Mais antiga que a crise cultural, a quebra da unidade histórica iniciou-se a partir de um grande golpe sofrido pela nação brasileira: a proclamação da república. A ideia de república não era aceita pela sociedade. Tendo em vista que não tinham o apoio da população, os candidatos do partido republicano dificilmente conseguiam se eleger para algum cargo. E para eles, a única forma de tomar o poder era através de um golpe militar.

Para conseguir aplicar seu golpe, os republicanos apostavam em Marechal Deodoro da Fonseca. Herói da guerra do Paraguai, mas que estava aborrecido, sentindo um certo desprestigio da monarquia em relação ao exército. Para conquistar Deodoro, uma armadilha foi colocada em prática pelo major Sólon Ribeiro, que fez circular uma história falsa de que o governo havia mandado prender Deodoro da Fonseca, Benjamin Constant, e ele próprio. As tropas ficaram revoltadas e se rebelaram nos quarteis. Visconde de Ouro Preto, presidente do conselho de ministros, até tentou pedir aos chefes militares que apaziguassem a situação nos quarteis, mas foi ignorado. Marechal Deodoro acabou ameaçando e expulsando o ministro do cargo.

Como Deodoro estava doente e voltou para sua casa, não anunciando a queda da monarquia, os republicanos, temendo que ele se intendesse com o imperador, colocaram em prática uma segunda armadilha. Redigiram a proclamação da república, que colocava Deodoro como chefe do governo provisório, e foram até a casa dele para convence-lo de assinar. Para fazê-lo assinar, os republicanos inventaram outra mentira. Disseram que o imperador havia convidado para presidência do conselho de ministros o Silveira Martins, com quem Deodoro havia disputado – e perdido – os amores de Adelaide, filha do barão de triunfo.
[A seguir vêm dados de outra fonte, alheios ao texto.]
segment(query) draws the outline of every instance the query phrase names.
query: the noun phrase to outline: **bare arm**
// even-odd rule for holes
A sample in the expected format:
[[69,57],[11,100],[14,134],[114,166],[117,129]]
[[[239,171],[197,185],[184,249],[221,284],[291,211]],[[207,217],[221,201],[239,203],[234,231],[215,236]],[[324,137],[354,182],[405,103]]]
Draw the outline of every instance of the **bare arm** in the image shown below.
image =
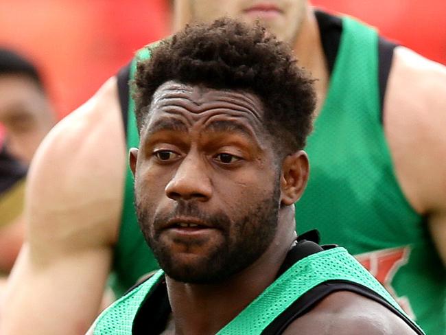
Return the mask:
[[399,47],[384,104],[397,177],[446,264],[446,68]]
[[116,80],[57,125],[29,174],[27,231],[0,333],[84,334],[99,311],[120,218],[126,149]]
[[347,291],[332,293],[293,321],[283,335],[414,335],[396,314],[379,303]]

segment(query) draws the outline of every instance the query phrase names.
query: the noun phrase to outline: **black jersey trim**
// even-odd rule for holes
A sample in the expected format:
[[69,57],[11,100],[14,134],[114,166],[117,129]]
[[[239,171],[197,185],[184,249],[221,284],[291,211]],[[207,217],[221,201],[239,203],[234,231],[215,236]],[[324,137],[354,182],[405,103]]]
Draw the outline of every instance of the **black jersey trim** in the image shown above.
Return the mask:
[[262,335],[281,334],[294,320],[311,311],[329,294],[339,291],[352,292],[380,303],[400,317],[416,334],[423,335],[412,320],[377,293],[359,284],[344,280],[325,281],[303,294],[268,325]]
[[387,91],[387,82],[393,60],[393,51],[397,46],[396,44],[382,37],[378,39],[378,80],[379,82],[379,106],[381,106],[379,121],[381,124],[384,124],[384,99]]
[[117,74],[118,95],[119,98],[119,106],[121,106],[121,115],[122,115],[122,123],[124,127],[126,139],[127,138],[127,125],[128,122],[128,103],[130,89],[128,82],[130,76],[130,62],[126,67],[119,70]]
[[[339,16],[331,15],[320,10],[316,10],[315,15],[320,32],[320,41],[325,54],[325,59],[330,75],[333,72],[338,56],[341,36],[342,34],[342,20]],[[378,82],[379,90],[379,119],[383,123],[384,98],[387,82],[393,60],[393,51],[397,44],[378,37]]]

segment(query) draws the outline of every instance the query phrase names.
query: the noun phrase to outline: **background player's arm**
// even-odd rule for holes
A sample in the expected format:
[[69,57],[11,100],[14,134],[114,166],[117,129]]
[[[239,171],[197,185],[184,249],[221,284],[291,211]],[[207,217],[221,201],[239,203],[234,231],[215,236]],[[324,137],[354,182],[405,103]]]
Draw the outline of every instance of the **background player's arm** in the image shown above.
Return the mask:
[[396,48],[384,113],[399,183],[414,209],[427,216],[446,264],[446,68]]
[[116,80],[44,140],[29,175],[27,234],[8,283],[3,335],[84,334],[97,316],[126,161]]

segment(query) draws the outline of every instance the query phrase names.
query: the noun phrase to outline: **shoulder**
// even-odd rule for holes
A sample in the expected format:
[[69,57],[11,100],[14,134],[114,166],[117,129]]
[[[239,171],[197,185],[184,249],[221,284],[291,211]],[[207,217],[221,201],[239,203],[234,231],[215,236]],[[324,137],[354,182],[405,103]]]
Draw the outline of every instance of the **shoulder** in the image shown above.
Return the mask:
[[48,238],[65,238],[71,234],[67,229],[94,229],[102,231],[100,237],[93,234],[98,241],[116,238],[126,157],[117,94],[113,78],[39,147],[26,196],[31,236],[49,231]]
[[[321,321],[323,321],[321,322]],[[324,299],[293,321],[284,335],[405,335],[415,334],[400,318],[379,303],[355,293],[340,291]]]
[[[384,102],[386,137],[397,176],[420,213],[446,199],[446,67],[409,49],[395,50]],[[443,178],[443,179],[442,179]]]

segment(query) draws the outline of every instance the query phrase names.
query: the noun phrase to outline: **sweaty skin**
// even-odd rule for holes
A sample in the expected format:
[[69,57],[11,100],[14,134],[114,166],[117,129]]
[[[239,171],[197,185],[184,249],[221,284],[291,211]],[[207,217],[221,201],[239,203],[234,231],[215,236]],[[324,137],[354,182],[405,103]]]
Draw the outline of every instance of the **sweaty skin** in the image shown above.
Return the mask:
[[[176,1],[177,27],[190,19],[190,2]],[[207,0],[207,5],[215,8],[213,3],[221,5]],[[320,106],[329,73],[317,23],[312,10],[302,6],[306,1],[293,3],[304,8],[293,49],[299,65],[319,79]],[[223,14],[223,7],[208,13],[209,20]],[[237,10],[228,14],[243,17]],[[386,137],[404,194],[427,214],[446,264],[445,91],[443,67],[396,48],[384,102]],[[113,78],[51,131],[38,150],[28,189],[31,233],[14,266],[0,333],[78,334],[93,322],[117,240],[126,156]]]
[[[175,90],[180,93],[175,93]],[[157,258],[169,255],[174,267],[182,269],[172,272],[172,264],[166,266],[160,261],[166,273],[174,324],[174,331],[167,334],[216,334],[275,279],[295,238],[293,205],[306,185],[308,161],[301,150],[288,155],[277,178],[277,163],[282,159],[273,154],[274,141],[268,141],[265,135],[259,117],[261,113],[255,113],[261,110],[261,104],[249,94],[246,94],[250,98],[246,104],[243,95],[231,91],[196,86],[191,89],[172,82],[160,86],[157,92],[160,97],[150,108],[150,116],[141,132],[141,150],[133,148],[130,154],[140,224],[150,244],[155,243],[153,249]],[[246,110],[250,105],[253,108]],[[224,128],[220,127],[222,122]],[[241,132],[241,129],[247,131]],[[242,244],[238,253],[246,255],[255,238],[246,235],[245,229],[242,233],[234,230],[236,218],[250,209],[258,211],[262,196],[270,198],[268,189],[261,189],[274,185],[280,188],[279,196],[272,203],[279,213],[275,223],[266,221],[268,216],[251,223],[257,234],[261,234],[265,226],[277,226],[273,239],[268,241],[258,257],[236,272],[230,270],[231,262],[237,262],[231,257],[228,264],[221,264],[227,270],[224,277],[204,284],[194,282],[199,276],[212,275],[216,271],[213,266],[203,267],[203,259],[211,257],[213,264],[219,263],[218,259],[228,254],[228,249],[222,249],[218,257],[212,255],[213,246],[219,246],[226,230],[230,238],[224,243],[231,245],[239,240]],[[198,211],[193,216],[176,214],[172,220],[157,224],[156,218],[160,213],[187,205],[196,206]],[[222,209],[231,222],[215,226],[211,220],[200,218],[215,209]],[[274,207],[270,211],[274,212]],[[178,226],[178,222],[192,222],[201,228]],[[159,250],[157,243],[163,247]],[[204,270],[196,271],[196,277],[187,279],[180,275],[191,268]],[[292,322],[284,334],[362,332],[414,334],[384,306],[348,292],[329,295],[302,319]]]

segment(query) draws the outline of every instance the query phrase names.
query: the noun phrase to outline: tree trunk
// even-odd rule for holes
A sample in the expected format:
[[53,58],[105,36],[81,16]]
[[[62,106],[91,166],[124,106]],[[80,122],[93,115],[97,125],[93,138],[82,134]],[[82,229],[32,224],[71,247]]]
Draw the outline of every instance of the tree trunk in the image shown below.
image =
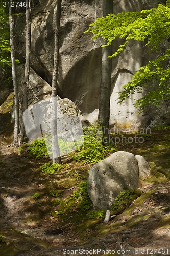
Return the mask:
[[[103,16],[112,13],[113,0],[103,0]],[[105,44],[106,42],[104,41]],[[103,136],[108,139],[110,117],[110,89],[112,59],[108,58],[112,52],[112,45],[102,48],[102,74],[100,88],[98,123],[103,126]]]
[[23,113],[28,108],[28,93],[27,89],[29,80],[30,70],[30,55],[31,55],[31,19],[30,9],[29,0],[26,0],[26,62],[25,67],[25,74],[21,89],[21,102],[22,102],[22,117],[20,131],[20,142],[22,144],[25,135],[25,130],[22,118]]
[[14,144],[18,145],[18,137],[19,131],[19,95],[18,86],[16,76],[16,69],[15,62],[15,52],[14,38],[14,21],[12,17],[12,12],[11,7],[11,0],[9,2],[9,25],[10,25],[10,45],[11,51],[11,62],[13,83],[14,92]]
[[55,7],[54,18],[55,22],[55,29],[54,32],[54,67],[52,79],[52,152],[53,163],[61,163],[60,156],[60,149],[58,143],[57,127],[57,86],[58,81],[59,56],[59,41],[60,41],[60,27],[61,11],[61,0],[57,0]]

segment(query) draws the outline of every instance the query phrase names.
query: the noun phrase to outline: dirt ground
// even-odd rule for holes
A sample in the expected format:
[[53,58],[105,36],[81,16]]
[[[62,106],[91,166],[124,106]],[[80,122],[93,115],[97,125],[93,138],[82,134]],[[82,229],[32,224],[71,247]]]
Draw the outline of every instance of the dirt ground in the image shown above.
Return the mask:
[[[141,152],[147,161],[156,163],[155,169],[164,172],[159,182],[156,179],[142,182],[141,196],[108,225],[85,222],[75,229],[69,224],[61,226],[50,214],[47,196],[41,207],[31,199],[37,189],[44,193],[50,182],[38,170],[45,159],[34,161],[14,148],[10,114],[1,114],[0,123],[1,255],[170,255],[169,175],[167,178],[170,147],[162,147],[162,155],[156,147],[152,152],[157,145],[155,137],[153,144],[148,141],[148,147],[147,144],[140,148],[120,145],[121,150]],[[154,134],[157,138],[156,132]],[[163,134],[164,142],[169,143],[170,130]],[[157,146],[164,145],[160,139],[157,138]],[[68,188],[67,195],[69,191]],[[67,250],[64,254],[63,248]],[[83,253],[75,251],[80,249],[84,249]]]

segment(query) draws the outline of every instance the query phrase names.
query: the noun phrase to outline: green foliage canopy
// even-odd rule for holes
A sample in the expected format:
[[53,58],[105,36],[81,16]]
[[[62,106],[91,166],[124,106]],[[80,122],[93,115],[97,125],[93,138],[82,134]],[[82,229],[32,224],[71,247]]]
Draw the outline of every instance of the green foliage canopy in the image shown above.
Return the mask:
[[145,46],[156,56],[155,59],[141,67],[132,79],[124,86],[119,102],[130,98],[136,91],[141,92],[143,87],[148,88],[149,93],[135,103],[140,111],[149,103],[158,106],[163,100],[170,98],[169,0],[167,1],[166,6],[159,4],[157,8],[150,10],[123,12],[98,18],[90,25],[87,32],[94,35],[92,39],[101,37],[105,40],[106,44],[102,47],[110,45],[117,38],[122,38],[123,42],[109,57],[118,55],[131,40],[144,42]]

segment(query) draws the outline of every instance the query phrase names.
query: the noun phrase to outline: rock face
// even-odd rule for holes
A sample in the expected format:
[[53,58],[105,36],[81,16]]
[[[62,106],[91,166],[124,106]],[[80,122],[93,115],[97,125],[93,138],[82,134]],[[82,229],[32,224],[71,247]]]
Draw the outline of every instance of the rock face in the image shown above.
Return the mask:
[[151,169],[143,157],[140,155],[135,156],[139,167],[139,177],[144,180],[151,175]]
[[[113,1],[113,12],[135,11],[156,7],[165,0],[118,0]],[[91,35],[84,34],[89,25],[102,16],[102,0],[62,1],[59,85],[62,98],[74,102],[82,112],[89,114],[99,108],[102,49],[100,40],[92,41]],[[54,56],[53,13],[56,0],[34,0],[32,8],[31,67],[50,85]],[[24,10],[18,9],[18,12]],[[18,58],[24,63],[25,15],[16,18],[15,43]],[[116,43],[113,48],[116,47]],[[117,105],[116,93],[122,90],[138,68],[144,64],[142,46],[132,42],[112,61],[110,103],[111,127],[138,129],[144,126],[146,117],[137,114],[132,98]],[[140,95],[133,95],[135,98]]]
[[139,184],[139,169],[134,155],[115,152],[90,169],[88,191],[95,209],[109,209],[119,194],[135,189]]
[[52,114],[52,99],[55,101],[57,111],[57,134],[55,135],[62,141],[60,155],[55,157],[76,150],[76,145],[80,146],[83,143],[82,125],[75,104],[66,98],[58,100],[57,97],[42,100],[23,112],[23,121],[27,136],[31,141],[43,135],[51,159],[53,158],[52,121],[55,120]]

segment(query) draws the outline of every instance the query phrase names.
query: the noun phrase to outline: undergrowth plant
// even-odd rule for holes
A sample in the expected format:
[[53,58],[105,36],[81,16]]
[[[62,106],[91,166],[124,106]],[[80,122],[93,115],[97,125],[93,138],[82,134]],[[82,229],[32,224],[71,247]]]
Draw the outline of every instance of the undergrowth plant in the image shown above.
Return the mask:
[[125,210],[131,204],[132,201],[140,195],[141,193],[139,190],[135,189],[129,189],[120,192],[116,197],[115,202],[112,205],[111,209],[113,211]]
[[79,153],[72,157],[77,162],[94,164],[105,158],[109,152],[115,151],[114,148],[103,144],[103,133],[100,126],[86,127],[84,134],[84,143],[77,150]]
[[[26,145],[28,146],[28,145]],[[35,157],[36,159],[40,159],[43,157],[48,157],[48,152],[44,139],[35,140],[27,148],[31,156]]]
[[40,167],[40,170],[43,175],[46,174],[53,174],[56,170],[61,170],[64,168],[63,165],[58,163],[46,163]]

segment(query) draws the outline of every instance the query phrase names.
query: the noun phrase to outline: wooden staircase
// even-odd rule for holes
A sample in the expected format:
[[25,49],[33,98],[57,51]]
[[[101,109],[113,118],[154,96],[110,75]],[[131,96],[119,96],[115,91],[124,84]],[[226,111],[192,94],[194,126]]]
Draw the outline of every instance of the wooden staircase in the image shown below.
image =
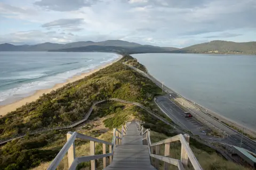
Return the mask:
[[[114,129],[111,143],[76,132],[69,132],[67,134],[68,141],[47,169],[55,170],[67,153],[69,169],[76,169],[78,164],[90,161],[91,169],[95,170],[95,160],[100,158],[103,158],[103,168],[106,170],[159,169],[159,160],[164,162],[165,170],[169,169],[170,164],[176,166],[179,170],[184,170],[188,167],[189,159],[194,169],[203,169],[189,147],[188,134],[180,134],[151,143],[150,131],[149,129],[144,130],[141,125],[143,123],[145,122],[136,119],[126,122],[125,125],[122,126],[121,131]],[[74,142],[76,138],[90,141],[90,156],[76,157]],[[178,141],[181,143],[181,159],[171,158],[169,157],[170,144]],[[102,143],[103,154],[95,155],[95,142]],[[164,156],[159,155],[160,146],[163,144],[164,145]],[[109,153],[106,153],[107,146],[109,147]],[[109,160],[108,166],[107,157]],[[153,164],[155,168],[152,166]]]
[[150,164],[148,147],[142,145],[135,122],[123,137],[122,144],[116,146],[112,163],[104,169],[156,169]]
Ao ouvir isso, ele dá um pulo da cama e grita: “Esse não. Por nada neste mundo”. Deodoro então assina e aplica o golpe da proclamação da república. Algo que era contra a vontade do povo, e que nasceu da mentira e da disputa entre dois homens por uma mulher.

É algo completamente pueril imaginar que a crise que enfrenta nosso país é meramente política, e que apenas por meio de nosso voto a situação pode ser contornada e resolvida. A crise não é política, porque o movimento comunista, que aqui implantou uma revolução cultural na década de 60, não trata de ideologias. Por tanto, não se trata de adesão racional a uma doutrina, mas se trata da participação emocional e imaginativa em uma cultura. Devemos nos conscientizar que vivemos em meio a uma guerra cultural, e preparar a nova geração que vai substitui essa que aí está. Preparar uma geração que seja capaz de ocupar os espaços na sociedade. Que seja capaz de promover os registros dos acontecimentos históricos através da literatura, das peças de teatro, dos filmes e documentários. Uma geração que tenha o senso de orientação histórico-cultural e que seja capaz de repassar isso para as próximas gerações. Somente desenvolvendo nas pessoas essa necessidade da orientação pela cultura e pela história é que teremos, futuramente, pessoas capacitadas para ocupar os diversos postos na sociedade, e aí sim ter gente gabaritada para iniciar a mudança que é necessária. Sem essa nova geração de pessoas, apenas votar em um ou outro é o mesmo que enxugar gelo. Escolhendo a pessoa certa, pode funcionar como válvula de escape, mas não resolve o problema.